To demote or fire Fauci, Collins would have to give him 30 days’ notice unless there’s a belief that he committed a crime. Fauci would have at least a week to offer evidence and affidavits in support of his service.
He’d also be entitled to legal representation, a written decision, and the specific reasons for the action being taken quickly. He could also request a hearing, and he’d be able to appeal any action to the Merit Systems Protection Board. The process could take months, if not years.

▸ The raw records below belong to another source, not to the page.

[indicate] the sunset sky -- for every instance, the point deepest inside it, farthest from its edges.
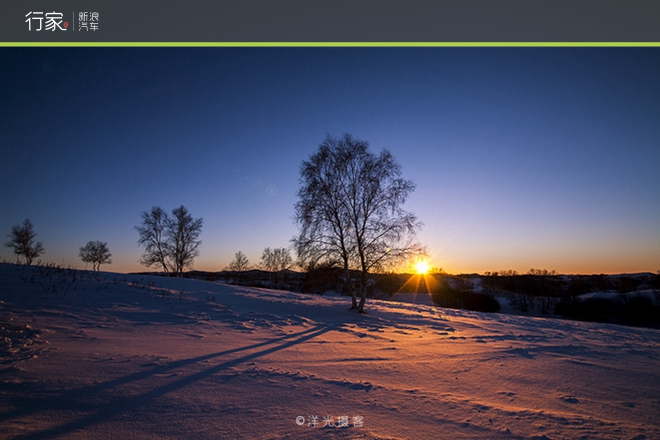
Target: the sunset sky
(523, 158)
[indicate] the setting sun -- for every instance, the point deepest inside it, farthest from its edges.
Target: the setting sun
(422, 267)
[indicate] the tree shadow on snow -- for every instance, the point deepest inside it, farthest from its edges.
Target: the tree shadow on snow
(90, 399)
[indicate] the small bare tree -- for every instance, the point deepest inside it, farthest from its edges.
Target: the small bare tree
(97, 253)
(22, 242)
(276, 261)
(183, 239)
(153, 238)
(239, 264)
(170, 242)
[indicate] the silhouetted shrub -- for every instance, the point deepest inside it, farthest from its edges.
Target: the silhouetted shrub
(633, 310)
(480, 302)
(456, 293)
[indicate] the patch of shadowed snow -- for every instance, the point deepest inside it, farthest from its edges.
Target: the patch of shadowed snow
(133, 356)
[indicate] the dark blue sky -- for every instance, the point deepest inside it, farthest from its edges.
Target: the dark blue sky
(523, 157)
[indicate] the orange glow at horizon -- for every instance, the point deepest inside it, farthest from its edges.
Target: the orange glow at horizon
(422, 267)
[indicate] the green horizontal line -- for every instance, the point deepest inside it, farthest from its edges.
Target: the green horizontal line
(327, 44)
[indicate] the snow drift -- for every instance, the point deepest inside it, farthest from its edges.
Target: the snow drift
(129, 356)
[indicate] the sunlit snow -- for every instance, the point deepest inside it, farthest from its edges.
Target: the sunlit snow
(129, 356)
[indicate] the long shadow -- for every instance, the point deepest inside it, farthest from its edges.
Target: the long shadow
(122, 404)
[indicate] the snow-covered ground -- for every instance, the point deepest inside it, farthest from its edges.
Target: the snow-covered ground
(145, 357)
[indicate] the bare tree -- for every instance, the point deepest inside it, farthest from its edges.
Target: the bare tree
(153, 238)
(95, 252)
(239, 264)
(170, 242)
(183, 239)
(276, 261)
(22, 242)
(349, 211)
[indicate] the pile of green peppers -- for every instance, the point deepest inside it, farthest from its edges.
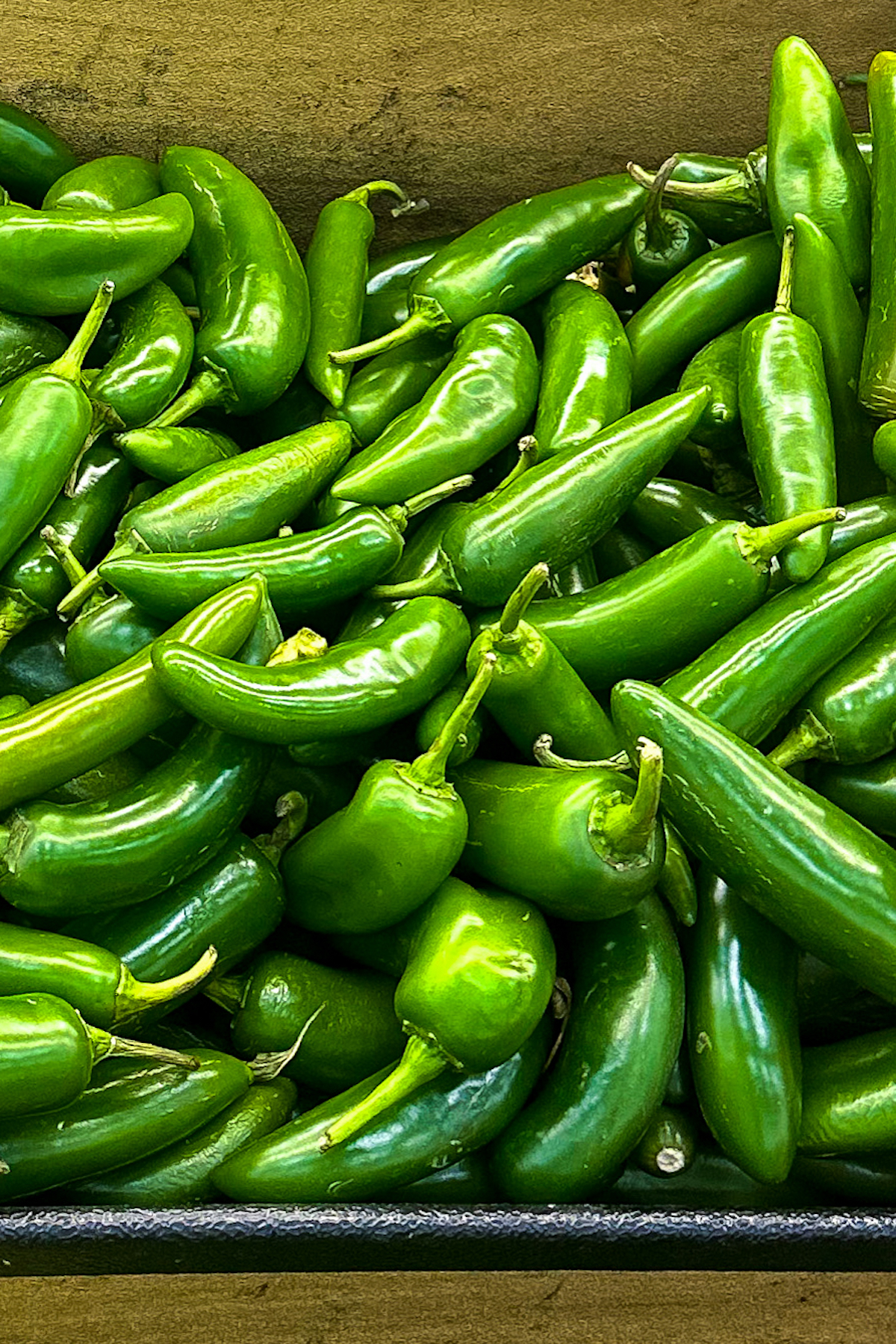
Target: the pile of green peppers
(448, 693)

In late October, Trump issued an executive order that would reclassify certain federal employees so that they wouldn’t have such protections. But agencies have until mid-January to come up with lists of such workers, according to Government Executive.
Collins has been with NIH since 1993, when he headed the Human Genome Project and the National Human Genome Research Institute. Politico has speculated that Collins, 70, might retire if Trump was reelected. It’s unclear what he’ll do now.
Redfield, who has taken heat for his leadership from many in public health — and was asked in October to stand up to Trump by former CDC Director William H. Foege, MD — has been openly contradicted by the president on more than one occasion, according to The New York Times.
In September, The Hill reported that Trump told reporters that he’d chastised Redfield by phone soon after Redfield had told a Senate committee that a coronavirus vaccine would not be available until mid-2021.
This article first appeared on Medscape.com.